Ia berharap, semua dapat berkomitmen dengan menyamakan presepsi, saya juga sudah berdiskusi dengan pihak TNI, Polri untuk membuat satgas untuk menangani permasalahan konflik agraria ini. Dan semoga juga dengan cara mediasi permasalahan dalam konflik agraria dapat diatasi,” ujarnya
Lebih jauh dikatakan Herman Deru, bahwasannya Pemprov Sumsel sebagai saah satu dari sekian banyak lembaga alternatif penyelesaian sangketa (APS/ADR) akan terus membantu untuk mewujudkan zero konflik agraria di Sumsel.
“Pemprov sangat membuka pintu untuk persoalan-persolan Kota, kabupaten bahkan sampai di desa, dan kami akan terus membantu demi mewujudkan zero konflik agraria di Sumsel,” pungkasnya.
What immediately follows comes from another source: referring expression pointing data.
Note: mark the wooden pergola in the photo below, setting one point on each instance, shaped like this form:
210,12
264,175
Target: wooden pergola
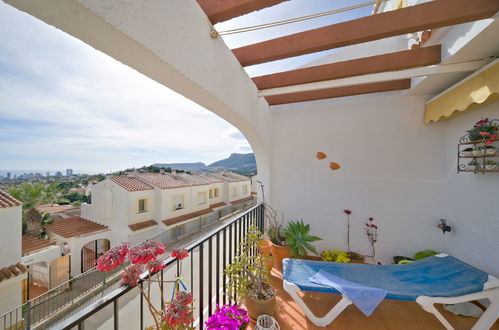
284,87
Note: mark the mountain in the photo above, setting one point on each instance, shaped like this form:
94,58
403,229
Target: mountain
236,162
189,167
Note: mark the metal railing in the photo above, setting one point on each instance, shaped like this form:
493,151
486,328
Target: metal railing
124,308
84,289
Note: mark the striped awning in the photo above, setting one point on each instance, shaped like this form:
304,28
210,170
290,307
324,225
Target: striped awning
479,89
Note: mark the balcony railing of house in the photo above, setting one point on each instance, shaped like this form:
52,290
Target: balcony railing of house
107,302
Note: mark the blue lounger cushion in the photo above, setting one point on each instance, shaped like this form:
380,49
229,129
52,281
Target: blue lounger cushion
432,276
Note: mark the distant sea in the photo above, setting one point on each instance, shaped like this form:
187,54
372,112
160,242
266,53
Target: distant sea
43,172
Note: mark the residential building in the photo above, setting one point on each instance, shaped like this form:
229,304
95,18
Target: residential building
139,205
12,271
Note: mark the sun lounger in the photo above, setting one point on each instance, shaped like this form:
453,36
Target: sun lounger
439,279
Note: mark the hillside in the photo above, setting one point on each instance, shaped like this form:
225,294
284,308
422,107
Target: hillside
243,163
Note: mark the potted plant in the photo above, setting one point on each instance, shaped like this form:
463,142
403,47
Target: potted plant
275,232
473,165
372,235
481,128
353,256
228,317
335,256
490,150
490,165
298,239
248,278
177,313
466,152
478,150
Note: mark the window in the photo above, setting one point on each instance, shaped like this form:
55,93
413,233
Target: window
178,202
202,197
142,205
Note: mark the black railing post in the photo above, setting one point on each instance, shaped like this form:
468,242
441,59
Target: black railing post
201,287
210,275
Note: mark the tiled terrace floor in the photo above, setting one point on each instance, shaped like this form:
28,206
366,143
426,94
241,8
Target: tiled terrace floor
390,314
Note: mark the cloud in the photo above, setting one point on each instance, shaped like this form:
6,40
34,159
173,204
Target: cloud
65,105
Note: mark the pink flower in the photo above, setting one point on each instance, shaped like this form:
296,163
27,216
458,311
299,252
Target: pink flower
112,258
131,275
155,266
180,253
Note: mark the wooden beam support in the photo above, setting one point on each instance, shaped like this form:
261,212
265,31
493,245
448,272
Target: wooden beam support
405,59
384,86
224,10
429,15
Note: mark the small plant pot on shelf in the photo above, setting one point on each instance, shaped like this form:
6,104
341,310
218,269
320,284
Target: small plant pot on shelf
280,252
257,307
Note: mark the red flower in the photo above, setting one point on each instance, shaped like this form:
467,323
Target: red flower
131,275
155,266
180,253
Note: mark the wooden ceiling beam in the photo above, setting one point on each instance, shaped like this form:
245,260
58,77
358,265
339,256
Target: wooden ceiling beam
429,15
377,87
224,10
405,59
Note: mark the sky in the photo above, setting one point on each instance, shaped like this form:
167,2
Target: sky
64,104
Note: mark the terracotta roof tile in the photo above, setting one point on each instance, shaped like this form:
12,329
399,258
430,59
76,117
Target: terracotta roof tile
214,206
242,200
185,217
228,176
54,208
7,200
142,225
130,183
74,226
12,271
195,180
162,181
31,244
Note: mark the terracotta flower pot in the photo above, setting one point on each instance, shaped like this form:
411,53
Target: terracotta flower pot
265,247
258,307
356,258
280,252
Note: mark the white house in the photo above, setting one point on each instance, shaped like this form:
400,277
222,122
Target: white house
12,272
138,205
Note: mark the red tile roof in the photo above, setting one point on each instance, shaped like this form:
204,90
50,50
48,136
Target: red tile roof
7,200
74,226
31,244
142,225
163,181
214,206
187,216
12,271
131,183
242,200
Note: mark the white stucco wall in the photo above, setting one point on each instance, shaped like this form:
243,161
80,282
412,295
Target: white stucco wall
472,200
391,169
10,235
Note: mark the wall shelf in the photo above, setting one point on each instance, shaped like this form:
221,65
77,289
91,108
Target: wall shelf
478,161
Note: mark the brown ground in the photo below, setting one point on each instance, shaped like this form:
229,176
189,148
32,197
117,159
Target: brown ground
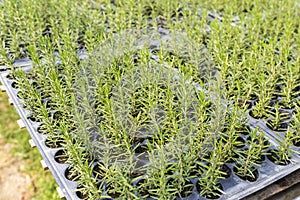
14,185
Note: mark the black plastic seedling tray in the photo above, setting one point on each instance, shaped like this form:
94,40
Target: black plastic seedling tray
57,169
233,186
Untuk itu kesimpulan dari FGD tersebut meliputi, seluruh pihak harus harus bersinergi menjadi fasilisator dalam pencegahan konflik agraria, menyetujui adanya pembentukan satgas, koordinasi untuk pemetaan dan perhutanan dan BPN akan dilakukan untuk mendapatkan data.
Sementara itu, Kepala kantor kewilayahan BPN Sumsel Drs. Pelopor, M.Eng.Sc mengatajan pihajnya akan terus menangani kasus-kasus yang sudah dilapor kepada kantor BPN Sumsel sehingga menjadikan Sumsel menjadi zero konflik agraria.